If I had a pound for every time I’m asked the question, “Being a food writer, do you get to go out for lovely dinners?” I’d be a wealthy woman, indeed.
I’d suggest Food Writer as a possible career for anyone who likes to be thoroughly spoilt, lesser only to the professions of motoring journalist or the elusive wristwatch columnist sectors of the petulant spoiled brats of the scribing world.
So when I was asked to join some of my fellow professionals for a meal at Divino Enoteca I was delighted.
Being an only child I’ve been rather indulged in my time, my parents took me out from a very young age to fabulous restaurants, so going for a splendid dinner (with wine pairings!) I inherently feel is no less than my due.
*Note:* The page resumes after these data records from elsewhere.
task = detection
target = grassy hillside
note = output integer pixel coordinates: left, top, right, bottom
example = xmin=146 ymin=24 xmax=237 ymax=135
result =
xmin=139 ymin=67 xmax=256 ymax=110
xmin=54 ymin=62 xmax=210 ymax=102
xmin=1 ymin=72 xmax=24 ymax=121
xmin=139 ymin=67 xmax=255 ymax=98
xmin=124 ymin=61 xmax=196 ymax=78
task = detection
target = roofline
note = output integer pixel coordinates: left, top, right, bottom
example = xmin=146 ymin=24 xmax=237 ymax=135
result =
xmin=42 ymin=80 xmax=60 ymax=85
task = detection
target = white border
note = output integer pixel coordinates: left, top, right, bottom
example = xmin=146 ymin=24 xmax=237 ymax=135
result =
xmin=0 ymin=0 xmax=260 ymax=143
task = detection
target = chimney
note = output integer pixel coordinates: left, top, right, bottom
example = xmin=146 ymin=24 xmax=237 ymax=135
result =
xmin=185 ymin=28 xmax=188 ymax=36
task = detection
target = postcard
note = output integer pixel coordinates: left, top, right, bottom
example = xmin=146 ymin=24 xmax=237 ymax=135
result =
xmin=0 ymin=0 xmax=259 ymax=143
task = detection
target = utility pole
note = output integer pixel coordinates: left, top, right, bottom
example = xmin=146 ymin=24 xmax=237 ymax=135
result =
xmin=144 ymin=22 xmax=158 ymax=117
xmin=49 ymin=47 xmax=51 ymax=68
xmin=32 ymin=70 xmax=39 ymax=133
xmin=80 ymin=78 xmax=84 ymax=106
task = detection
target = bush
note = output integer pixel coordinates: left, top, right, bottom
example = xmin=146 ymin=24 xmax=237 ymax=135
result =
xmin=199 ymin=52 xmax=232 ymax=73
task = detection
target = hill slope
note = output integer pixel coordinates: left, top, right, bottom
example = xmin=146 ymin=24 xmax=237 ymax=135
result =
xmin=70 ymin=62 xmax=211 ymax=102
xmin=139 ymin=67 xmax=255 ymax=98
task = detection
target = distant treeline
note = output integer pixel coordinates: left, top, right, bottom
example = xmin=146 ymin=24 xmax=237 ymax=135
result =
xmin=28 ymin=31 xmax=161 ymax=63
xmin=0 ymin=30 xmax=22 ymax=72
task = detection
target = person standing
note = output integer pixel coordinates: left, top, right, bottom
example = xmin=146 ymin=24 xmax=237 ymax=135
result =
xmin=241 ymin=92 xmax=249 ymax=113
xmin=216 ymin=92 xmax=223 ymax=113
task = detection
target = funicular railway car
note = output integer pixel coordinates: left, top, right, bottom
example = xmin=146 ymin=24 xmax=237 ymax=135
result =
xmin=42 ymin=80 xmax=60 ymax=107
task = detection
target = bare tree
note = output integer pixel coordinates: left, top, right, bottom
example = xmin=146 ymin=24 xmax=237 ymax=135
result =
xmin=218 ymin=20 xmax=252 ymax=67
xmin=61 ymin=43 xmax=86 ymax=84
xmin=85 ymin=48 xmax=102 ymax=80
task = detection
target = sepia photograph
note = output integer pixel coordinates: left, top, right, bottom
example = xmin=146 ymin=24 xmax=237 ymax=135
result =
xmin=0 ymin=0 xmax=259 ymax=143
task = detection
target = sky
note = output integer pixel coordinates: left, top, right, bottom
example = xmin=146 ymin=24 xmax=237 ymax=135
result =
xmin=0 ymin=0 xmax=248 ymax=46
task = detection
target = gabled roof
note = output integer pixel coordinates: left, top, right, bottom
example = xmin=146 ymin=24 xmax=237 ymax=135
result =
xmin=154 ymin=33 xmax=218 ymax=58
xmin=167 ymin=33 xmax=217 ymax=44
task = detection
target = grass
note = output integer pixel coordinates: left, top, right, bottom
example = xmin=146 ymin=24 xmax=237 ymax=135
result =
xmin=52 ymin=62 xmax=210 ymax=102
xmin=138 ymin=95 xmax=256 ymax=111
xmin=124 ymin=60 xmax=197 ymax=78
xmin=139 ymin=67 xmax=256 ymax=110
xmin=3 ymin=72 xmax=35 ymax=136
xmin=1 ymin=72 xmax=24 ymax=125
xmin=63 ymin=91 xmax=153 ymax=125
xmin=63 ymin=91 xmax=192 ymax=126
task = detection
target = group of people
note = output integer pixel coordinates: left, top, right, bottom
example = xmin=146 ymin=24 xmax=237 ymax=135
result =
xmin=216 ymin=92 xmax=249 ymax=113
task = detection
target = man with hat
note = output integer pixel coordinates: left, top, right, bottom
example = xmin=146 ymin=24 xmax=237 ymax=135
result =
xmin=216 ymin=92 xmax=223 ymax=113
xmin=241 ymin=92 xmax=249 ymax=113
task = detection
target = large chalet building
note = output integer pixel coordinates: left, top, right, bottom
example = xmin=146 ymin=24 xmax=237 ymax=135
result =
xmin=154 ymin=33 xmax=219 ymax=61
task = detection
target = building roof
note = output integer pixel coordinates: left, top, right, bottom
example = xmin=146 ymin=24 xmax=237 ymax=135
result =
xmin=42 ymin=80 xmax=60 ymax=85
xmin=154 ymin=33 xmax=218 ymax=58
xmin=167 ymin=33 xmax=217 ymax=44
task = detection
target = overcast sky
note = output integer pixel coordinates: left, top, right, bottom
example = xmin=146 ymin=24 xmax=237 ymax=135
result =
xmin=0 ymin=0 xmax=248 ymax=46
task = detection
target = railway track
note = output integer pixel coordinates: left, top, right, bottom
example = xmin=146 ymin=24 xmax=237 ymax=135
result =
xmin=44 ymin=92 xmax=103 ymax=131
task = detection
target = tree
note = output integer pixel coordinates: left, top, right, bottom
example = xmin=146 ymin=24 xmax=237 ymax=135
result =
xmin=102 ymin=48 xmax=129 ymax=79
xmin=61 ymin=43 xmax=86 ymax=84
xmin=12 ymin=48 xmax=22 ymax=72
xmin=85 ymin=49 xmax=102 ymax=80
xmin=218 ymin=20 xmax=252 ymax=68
Divino Enoteca is beautiful! You descend the stairs on Merchant Street, in the heart of the old town, to elegant fabulousness. I’m ashamed to say I hadn’t been before, and considering they have a space age range of wine tasting machines it really ought to be my Mother Ship. Here you can pop a pre-paid card into these machines and try a small measure or glass of a wide range of wines. Some charge £50 for a few sips, or a mouthful if you’re me. These amazing contraptions can hold a bottle of wine in a fresh state for five years. It could be a good thing I’m a new client for all concerned.
One of the reasons I was so excited about the evening was to meet Somelier Silvio Praino, who I had heard much about. Silvio is what we call, in the trade, a character. A slimmed down David Suchet might play him in a movie. What Silvio doesn’t know about Italian wine, ain’t worth learning.
We were treated to a four course tasting menu with wine pairings from Piedmont region. Good Lord, it was an education.
When you ask Silvio about wine, an encyclopedia opens up with the vast knowledge of his noddle. His wife must be a happy woman.
I did ask what I considered to be an important question: before Prosecco became popular, where did all the Prosecco go? It turns out that when Prosecco hit the market Italy simply expanded the area you could make Prosecco in.
You have to hand it to the Italians, they don’t mess about.